The Committee on Civil Liberties, Justice and Home Affairs adopted the report by Carlos COELHO (EPP, PT) on the proposal for a regulation of the European Parliament and of the Council amending Regulation (EC) No 767/2008, Regulation (EC) No 810/2009, Regulation (EU) 2017/2226, Regulation (EU) 2016/399, Regulation XX/2018 [Interoperability Regulation], and Decision 2004/512/EC and repealing Council Decision 2008/633/JHA.
The committee recommended that the European Parliament's position adopted at first reading under the ordinary legislative procedure should amend the Commission's proposal as follows.
Scope of the Visa Information System (VIS)
Members believe that the proposed reform shall be the extension of the scope of the Visa Information System (VIS) to include long-stay visas and residence permits. This change shall increase the security of external borders and better secure the rights of long-term residents.
Purpose of the VIS
As regards short-stay visas, the VIS shall facilitate the exchange of data between Member States on visa applications and decisions, with a view to facilitating and accelerating the visa application procedure.
With regard to long-stay visas and residence permits, the VIS shall: (i) support a high level of security in all Member States by contributing to the assessment of whether the applicant or holder of a document is considered to pose a threat to public policy, internal security; (ii) facilitate checks at external border crossing points and enhance the effectiveness of checks within the territory of the Member States.
For all visas, the VIS shall assist in the identification of missing persons and contribute the prevention of threats to the internal security of any of the Member States, namely through the prevention, detection and investigation of terrorist offences or of other serious criminal offences in appropriate and strictly defined circumstances.
System architecture
Members proposed that Council Decision 2004/512/EC establishing the Visa Information System (VIS) be repealed and fully integrated into the VIS Regulation. They also recommend that certain elements of the Commission's implementing decisions be included in this Regulation.
The architecture of the system shall also reflect the expansion of its scope and usage: long stay visas and residence permits, queries by the entry-exit system and the new interoperability architecture.
The VIS would be based on a centralised architecture. The central VIS system, the uniform national interfaces, the web service, the carrier gateway and the VIS communication infrastructure shall share and re-use as much as technically possible the hardware and software components of respectively the entry/exist central (EES Central System), the EES national uniform interfaces, the ETIAS carrier gateway, the EES web service and the EES communication infrastructure.
Data processing
Processing of personal data within the VIS by each competent authority shall not result in discrimination against applicants, visa holders or applicants and holders of long-stay visas, and residence permits on the grounds of sex, race, colour, ethnic or social origin, genetic features, language, religion or belief, political or any other opinion, membership of a national minority, property, birth, disability, age or sexual orientation.

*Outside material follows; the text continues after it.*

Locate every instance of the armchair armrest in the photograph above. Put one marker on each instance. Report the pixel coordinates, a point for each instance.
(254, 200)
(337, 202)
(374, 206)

It shall fully respect human dignity and integrity and fundamental rights and observes the principles recognised by the Charter of Fundamental Rights of the European Union, including the right to respect for one’s private life and to the protection of personal data. Particular attention shall be paid to children, the elderly and persons with a disability and persons in need of international protection.
Children's fingerprints
Given that children are a particularly vulnerable group, Members propose that the collection of special categories of data, such as fingerprints, from children should be subject to stricter safeguards and a limitation of the purposes for which these data may be used to situations where it is in the child’s best interests, including by limiting the retention period for data storage.
Data transfer
Personal data obtained by a Member State pursuant to this Regulation should not be transferred or made available to any third country, international organisation or private entity established in or outside the Union. As an exception to that rule, however, it should be possible to transfer such personal data to a third country or to an international organisation where such a transfer is subject to strict conditions and necessary in individual cases in order to assist with the identification of a third-country national in relation to his or her return.

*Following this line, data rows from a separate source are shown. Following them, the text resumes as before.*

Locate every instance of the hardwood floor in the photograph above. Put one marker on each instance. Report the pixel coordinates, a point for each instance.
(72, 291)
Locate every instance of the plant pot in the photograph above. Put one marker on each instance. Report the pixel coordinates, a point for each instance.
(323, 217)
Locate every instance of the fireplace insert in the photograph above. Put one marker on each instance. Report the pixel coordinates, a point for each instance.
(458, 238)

Access to the system by centralised European agencies
In the case of the European Border and Coast Guard Agency, Members believe it is essential that this agency has access to the system. However, they proposed restricting access for return teams while reinforcing access to statistics for the purpose of risk analysis.
Links with other systems and interoperability
Members intend to ensure the utmost coherence with other systems, in particular ETIAS, including its safeguards. Checks against other databases should also be carried out for holders of long-stay visas and residence permits.
However, in order to provide appropriate guarantees, Members specified which controls should be carried out. They also specified the specific measures following each hit, both to protect third-country nationals and to ensure the confidentiality of information.
Any hit resulting from the queries which cannot automatically be confirmed by VIS shall be manually verified by the national single point of contact. Depending on the type of data triggering the hit, the hit should be assessed either by consulates or by a national single point of contact, with the latter being responsible for hits generated in particular bylaw enforcement databases or systems.
Each Member State shall designate a national authority, operational 24 hours a day, 7 days a week, which shall ensure the relevant manual verifications and assessment of hits for the purposes of this Regulation.
Entry into force
Members proposed enhancing reporting mechanisms and setting a deadline of a maximum of two years to have this reformed VIS up and running.